Whitechapel Gallery

Wilhelm Sasnal

14 Oct 2011 - 01 Jan 2012

© Wilhelm Sasnal
Bathers at Asnières. 2010
oil on canvas
160 x 120 cm
courtesy Sadie Coles HQ, London.
WILHELM SASNAL
14 October 2011 - 1 January 2012

The paintings of Wilhelm Sasnal chronicle the complex experience of life today. Mixing art historical references with images taken from the internet, their subject matter knows no limits: from icons of popular culture such as Roy Orbison to much admired paintings of the past such as Georges Seurat’s Bathers at Asnières (1884), from the lonesome cowboys in a Steven Spielberg film, to the shocking photographs of Mexican photographer Enrique Metinides.

Art Spiegelman’s comic-style narration of the Holocaust serves as pretext for a series of stark black-and-white paintings, while the news image of a Japanese girl rescued from the tsunami becomes a jewel-like colour composition. No conventional boundaries are valid: history meets the present, public mixes with private, Romanticism fuses with Realism. As Sasnal himself states: ‘There are no rules.’ The only rule is that ‘you must not cheat’.
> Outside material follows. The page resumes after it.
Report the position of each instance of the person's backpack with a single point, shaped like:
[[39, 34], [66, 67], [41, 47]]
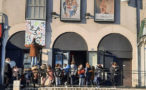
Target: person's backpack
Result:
[[58, 72]]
In a visual culture flooded by photographic images, Sasnal’s work attests to the continuous spellbinding power of painting. This exhibition surveys his work of the past ten years. It opens with recent works referencing world events and the artist’s extensive travels before returning to Pop-inspired work from the 1990s and reflections on the troubled history of his native Poland. The cross-over between film, video, photography and painting which forms the focus of the third part of the exhibition is complemented by a selection of Sasnal’s acclaimed shorts and feature films screened as part of the accompanying events programme.